What the Registry Record Tells You About NCT02662556

The ClinicalTrials.gov registry entry for NCT02662556 describes a study currently listed as completed. It is categorized as Phase 3, which is the standard way researchers label where a study sits along the investigational pathway from early safety work through later efficacy and post-marketing evaluation. The registered enrollment target is 140 participants, a figure that helps gauge the scale of data the investigators plan to collect. The listed sponsor is Talphera, which has 8 total studies on file at ClinicalTrials.gov, and sponsors are the parties responsible for study design, oversight, and regulatory filings.
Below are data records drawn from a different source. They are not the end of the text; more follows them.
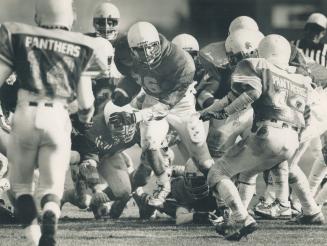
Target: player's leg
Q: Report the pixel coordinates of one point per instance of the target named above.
(300, 186)
(151, 143)
(260, 151)
(115, 172)
(319, 168)
(53, 161)
(22, 154)
(280, 208)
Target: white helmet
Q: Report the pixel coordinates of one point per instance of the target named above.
(187, 42)
(276, 49)
(51, 13)
(120, 133)
(243, 22)
(319, 19)
(242, 44)
(105, 20)
(144, 42)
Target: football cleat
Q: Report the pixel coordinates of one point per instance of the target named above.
(274, 210)
(315, 219)
(117, 208)
(235, 231)
(7, 216)
(145, 210)
(48, 229)
(159, 196)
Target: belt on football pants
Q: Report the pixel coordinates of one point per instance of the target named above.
(280, 124)
(45, 104)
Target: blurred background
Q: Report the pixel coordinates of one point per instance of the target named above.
(207, 20)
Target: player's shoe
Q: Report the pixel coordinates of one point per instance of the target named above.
(296, 208)
(235, 231)
(117, 208)
(48, 229)
(145, 210)
(7, 215)
(159, 195)
(315, 219)
(275, 210)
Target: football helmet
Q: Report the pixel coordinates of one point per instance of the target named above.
(188, 43)
(242, 44)
(196, 185)
(243, 22)
(54, 13)
(319, 19)
(106, 20)
(144, 42)
(276, 49)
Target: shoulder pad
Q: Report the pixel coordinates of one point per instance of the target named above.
(215, 53)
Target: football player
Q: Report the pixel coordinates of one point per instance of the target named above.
(189, 201)
(103, 160)
(106, 19)
(50, 62)
(268, 84)
(165, 73)
(189, 43)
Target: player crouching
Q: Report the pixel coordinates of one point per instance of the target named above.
(278, 98)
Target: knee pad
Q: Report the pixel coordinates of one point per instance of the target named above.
(215, 140)
(196, 130)
(117, 195)
(26, 209)
(280, 173)
(248, 179)
(49, 198)
(3, 166)
(324, 153)
(267, 177)
(141, 176)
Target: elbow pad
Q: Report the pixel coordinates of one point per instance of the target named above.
(242, 101)
(120, 97)
(205, 99)
(85, 115)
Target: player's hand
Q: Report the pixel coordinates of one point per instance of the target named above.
(89, 172)
(4, 124)
(307, 114)
(220, 115)
(122, 119)
(98, 198)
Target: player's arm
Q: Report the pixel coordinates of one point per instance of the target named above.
(98, 65)
(246, 88)
(126, 90)
(168, 99)
(6, 55)
(206, 90)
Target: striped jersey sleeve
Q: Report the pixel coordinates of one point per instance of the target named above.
(6, 51)
(246, 74)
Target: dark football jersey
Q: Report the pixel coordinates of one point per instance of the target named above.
(50, 62)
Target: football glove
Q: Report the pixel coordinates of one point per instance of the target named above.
(220, 115)
(119, 119)
(89, 172)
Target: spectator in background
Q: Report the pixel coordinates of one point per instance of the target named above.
(311, 44)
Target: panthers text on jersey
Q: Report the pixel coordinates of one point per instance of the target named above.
(59, 58)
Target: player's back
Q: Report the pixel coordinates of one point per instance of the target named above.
(48, 62)
(284, 92)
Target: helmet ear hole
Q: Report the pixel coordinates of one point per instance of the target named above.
(242, 44)
(144, 43)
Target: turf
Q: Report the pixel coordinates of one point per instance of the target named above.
(79, 228)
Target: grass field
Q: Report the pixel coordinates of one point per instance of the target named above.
(78, 228)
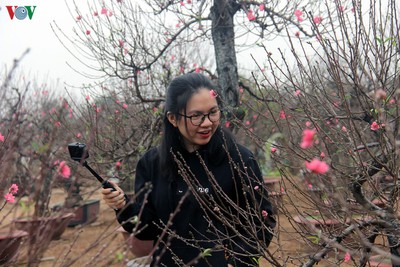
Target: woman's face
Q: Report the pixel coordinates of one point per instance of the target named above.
(201, 103)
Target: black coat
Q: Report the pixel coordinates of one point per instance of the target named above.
(218, 223)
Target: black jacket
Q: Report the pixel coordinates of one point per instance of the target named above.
(218, 205)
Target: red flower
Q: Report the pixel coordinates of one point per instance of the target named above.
(308, 138)
(317, 166)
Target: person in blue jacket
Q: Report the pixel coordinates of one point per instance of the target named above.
(199, 195)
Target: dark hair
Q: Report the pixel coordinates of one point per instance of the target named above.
(178, 94)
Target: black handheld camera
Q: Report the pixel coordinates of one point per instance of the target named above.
(78, 152)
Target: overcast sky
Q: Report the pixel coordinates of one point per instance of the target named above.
(47, 57)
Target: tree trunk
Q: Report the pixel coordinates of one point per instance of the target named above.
(223, 35)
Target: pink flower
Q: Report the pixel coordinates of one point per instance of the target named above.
(64, 170)
(13, 189)
(264, 213)
(308, 138)
(298, 13)
(10, 198)
(317, 166)
(250, 15)
(380, 94)
(317, 20)
(347, 257)
(374, 126)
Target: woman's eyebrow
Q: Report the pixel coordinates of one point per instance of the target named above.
(201, 112)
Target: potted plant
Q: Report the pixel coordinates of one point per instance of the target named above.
(10, 239)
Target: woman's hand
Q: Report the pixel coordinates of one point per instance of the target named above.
(114, 199)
The record links to 1 condition, with Acute Moderate-to-severe Pain appearing as the primary indexed condition, and to 1 intervention — of which sufentanil sublingual tablet 30 mcg is the first listed. Interventions can include drugs, devices, procedures, behavioral programs, or observational arms, and each is tracked as a separate registry field so that downstream queries can filter accurately. When a trial lists multiple interventions, it usually reflects a multi-arm design or a comparison protocol rather than a single treatment being tested in isolation. The brief summary published in the registry is the clearest source of protocol intent and should be read before drawing conclusions from any sidebar tags.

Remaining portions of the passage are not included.